Q. I’m heavy and I want to start running to lose weight. Should I worry about my knees?
Yes and no. Let’s deal with the yes first. You should be cautious because extra pounds put a lot of extra force on your knees. Consider that the weight translated through the knee during running can be four or five times your weight. So the grim math goes like this: If you are 15 pounds overweight, that’s an extra 75 pounds on your knees, and an extra 50 pounds is equal to up to 250 pounds.
Okay, enough of the doom and gloom. Running will help you lose weight—and you’ll see an even bigger impact if you combine that new activity with dietary changes. As you lose the extra weight, the pressure on your knees will decrease exponentially. Another good result, running and other weight-bearing activities will load (force applied) and unload (force removed) your joints, which will improve circulation in the area, bringing in fresh blood and oxygen and flushing waste away from the joint. But—and this is a big BUT—if the joint is out of alignment, you risk injury.
So let’s talk about a balanced body. I believe that balance is the single most important factor for you across the board. If you are balanced you can do anything.
A balanced body is in proper alignment, is fully functional, and is able to recruit all muscles appropriately. Essentially, it is the way most of us felt when we were 16. As a teenager, there was no, “This is gonna hurt tomorrow,” mentality. We barely cared about warms up and had no idea what a cool down might be. We just worked. If we wanted to run 8 miles, we did it. And our bodies just worked.
Your muscles are your first line of defense in any activity. If muscles don’t absorb the force properly something else will have to absorb it. That something else is going to be your bones, joints, and cartilage.
In an imbalanced body ankles roll, backs hurt, hip flexors are tight, and so on—you get the idea. If you are imbalanced, your force absorption is imbalanced. Running increases the force translated through your joints and therefore increases the imbalance force.
Back to the knee: A knee is designed to bend and straighten (frontal plane movement). No one wants to see a knee twist (transverse plane movement). Injury occurs when the knee moves in the frontal and transverse plane in either one big gigantic disaster or from prolonged misuse. If it’s not working when you’re walking, then surely you’re not running properly.

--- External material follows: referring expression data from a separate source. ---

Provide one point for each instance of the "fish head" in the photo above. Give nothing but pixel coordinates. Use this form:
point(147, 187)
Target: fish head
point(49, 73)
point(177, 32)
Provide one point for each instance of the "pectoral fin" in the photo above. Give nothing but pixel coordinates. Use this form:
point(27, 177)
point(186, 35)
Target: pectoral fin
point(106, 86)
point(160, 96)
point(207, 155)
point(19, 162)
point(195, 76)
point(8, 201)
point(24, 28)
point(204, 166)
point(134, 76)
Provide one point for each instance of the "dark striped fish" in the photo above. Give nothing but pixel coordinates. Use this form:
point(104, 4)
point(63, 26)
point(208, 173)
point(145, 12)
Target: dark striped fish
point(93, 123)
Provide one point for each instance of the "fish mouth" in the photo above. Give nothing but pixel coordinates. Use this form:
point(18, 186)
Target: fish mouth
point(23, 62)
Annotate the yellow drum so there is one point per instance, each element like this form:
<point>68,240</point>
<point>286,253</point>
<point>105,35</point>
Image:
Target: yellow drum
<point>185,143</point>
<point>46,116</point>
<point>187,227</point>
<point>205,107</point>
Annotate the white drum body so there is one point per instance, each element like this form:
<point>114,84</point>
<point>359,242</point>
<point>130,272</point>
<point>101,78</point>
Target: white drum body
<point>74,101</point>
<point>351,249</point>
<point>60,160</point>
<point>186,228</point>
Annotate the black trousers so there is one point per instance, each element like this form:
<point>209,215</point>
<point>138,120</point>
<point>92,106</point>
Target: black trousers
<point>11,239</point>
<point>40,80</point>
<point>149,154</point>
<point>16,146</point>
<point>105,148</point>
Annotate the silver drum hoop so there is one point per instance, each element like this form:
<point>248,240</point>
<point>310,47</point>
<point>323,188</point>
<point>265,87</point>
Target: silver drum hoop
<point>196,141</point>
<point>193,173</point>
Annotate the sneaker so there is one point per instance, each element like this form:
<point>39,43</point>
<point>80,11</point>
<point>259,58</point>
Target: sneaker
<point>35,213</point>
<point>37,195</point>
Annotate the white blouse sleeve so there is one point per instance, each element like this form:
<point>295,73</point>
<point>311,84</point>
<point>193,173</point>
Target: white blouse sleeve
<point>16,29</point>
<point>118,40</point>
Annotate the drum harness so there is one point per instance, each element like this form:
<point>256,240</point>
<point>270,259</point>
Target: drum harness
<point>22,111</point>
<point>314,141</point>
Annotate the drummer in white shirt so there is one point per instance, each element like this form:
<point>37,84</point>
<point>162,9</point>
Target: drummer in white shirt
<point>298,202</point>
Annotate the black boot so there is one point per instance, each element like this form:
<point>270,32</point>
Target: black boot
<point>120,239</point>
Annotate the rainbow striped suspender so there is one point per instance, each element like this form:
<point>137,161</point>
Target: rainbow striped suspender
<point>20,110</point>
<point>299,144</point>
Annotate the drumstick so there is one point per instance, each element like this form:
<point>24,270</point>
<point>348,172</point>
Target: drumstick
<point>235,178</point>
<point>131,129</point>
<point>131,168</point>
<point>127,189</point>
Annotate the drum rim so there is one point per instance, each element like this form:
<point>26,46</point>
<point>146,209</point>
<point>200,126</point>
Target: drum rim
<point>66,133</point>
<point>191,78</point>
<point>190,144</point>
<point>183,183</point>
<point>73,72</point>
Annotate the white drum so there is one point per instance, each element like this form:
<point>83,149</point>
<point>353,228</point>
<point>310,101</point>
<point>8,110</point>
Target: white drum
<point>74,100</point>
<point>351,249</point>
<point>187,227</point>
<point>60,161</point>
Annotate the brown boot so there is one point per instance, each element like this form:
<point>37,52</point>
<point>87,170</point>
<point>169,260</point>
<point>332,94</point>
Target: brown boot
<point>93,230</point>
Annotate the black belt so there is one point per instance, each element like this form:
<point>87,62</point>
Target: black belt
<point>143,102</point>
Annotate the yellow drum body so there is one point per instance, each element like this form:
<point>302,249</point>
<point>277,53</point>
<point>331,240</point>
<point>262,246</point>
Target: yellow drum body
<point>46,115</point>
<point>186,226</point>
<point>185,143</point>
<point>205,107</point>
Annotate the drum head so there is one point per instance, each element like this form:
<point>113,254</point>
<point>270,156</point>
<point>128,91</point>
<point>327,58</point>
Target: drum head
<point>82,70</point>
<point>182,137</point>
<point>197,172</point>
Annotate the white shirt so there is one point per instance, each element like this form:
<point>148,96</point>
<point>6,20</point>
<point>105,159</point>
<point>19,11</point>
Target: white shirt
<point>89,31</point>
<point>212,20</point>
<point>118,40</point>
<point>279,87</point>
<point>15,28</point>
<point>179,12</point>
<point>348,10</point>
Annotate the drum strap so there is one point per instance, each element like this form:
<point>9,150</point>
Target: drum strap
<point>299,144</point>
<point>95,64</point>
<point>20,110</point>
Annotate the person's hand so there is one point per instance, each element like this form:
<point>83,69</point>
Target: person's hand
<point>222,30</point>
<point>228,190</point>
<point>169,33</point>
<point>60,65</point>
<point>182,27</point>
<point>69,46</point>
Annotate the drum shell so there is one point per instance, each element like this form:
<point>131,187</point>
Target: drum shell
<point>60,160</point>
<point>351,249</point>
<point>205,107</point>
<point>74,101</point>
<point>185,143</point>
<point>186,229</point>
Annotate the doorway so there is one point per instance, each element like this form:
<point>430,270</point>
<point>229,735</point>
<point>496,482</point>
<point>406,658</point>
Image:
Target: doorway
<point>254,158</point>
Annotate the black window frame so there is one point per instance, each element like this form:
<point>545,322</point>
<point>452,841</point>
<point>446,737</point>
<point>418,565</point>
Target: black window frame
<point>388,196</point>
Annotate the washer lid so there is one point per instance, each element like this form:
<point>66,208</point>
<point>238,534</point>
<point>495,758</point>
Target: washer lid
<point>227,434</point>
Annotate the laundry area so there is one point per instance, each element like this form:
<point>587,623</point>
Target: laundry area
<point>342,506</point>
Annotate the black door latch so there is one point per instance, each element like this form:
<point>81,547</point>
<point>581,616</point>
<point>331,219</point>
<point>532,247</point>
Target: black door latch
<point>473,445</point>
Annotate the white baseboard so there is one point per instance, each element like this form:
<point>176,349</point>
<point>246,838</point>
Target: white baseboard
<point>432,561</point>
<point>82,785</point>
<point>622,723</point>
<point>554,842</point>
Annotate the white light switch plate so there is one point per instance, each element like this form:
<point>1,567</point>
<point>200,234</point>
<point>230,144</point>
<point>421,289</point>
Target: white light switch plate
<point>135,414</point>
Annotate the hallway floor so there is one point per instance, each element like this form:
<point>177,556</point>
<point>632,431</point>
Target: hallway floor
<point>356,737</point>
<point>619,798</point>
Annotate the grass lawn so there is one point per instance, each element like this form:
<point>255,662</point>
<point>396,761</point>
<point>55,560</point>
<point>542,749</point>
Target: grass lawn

Here are a few concrete suggestions:
1. Warm up properly A proper dynamic warm up is useful to make sure your muscles are working reflexively. After sitting for 8 hours, you need to prepare your body for exercise. A dynamic warm up is a specific movement pattern that will turn on muscles that you need to properly do a movement, such as lunges or squats, not just reaching for your toes and holding.
2. Strengthen your core Developing core stability and strength will help your body absorb force properly and take some pressure off the knees. When I say core, I mean abs, as well as glutes, lats, and hips.
3. Adjust your running form When you run, focus on keeping your knees in alignment. Unbalanced runners tend to have their knees fall in—try to keep them straight.
4. Gear up! Get yourself some good, supportive shoes designed specifically for running.
5. Pay attention to your body My advice for running and all other activities is to listen to your body. If it causes you pain, stop doing it and get checked out by a medical professional.
If you want to run, by all means, run. Just run smart!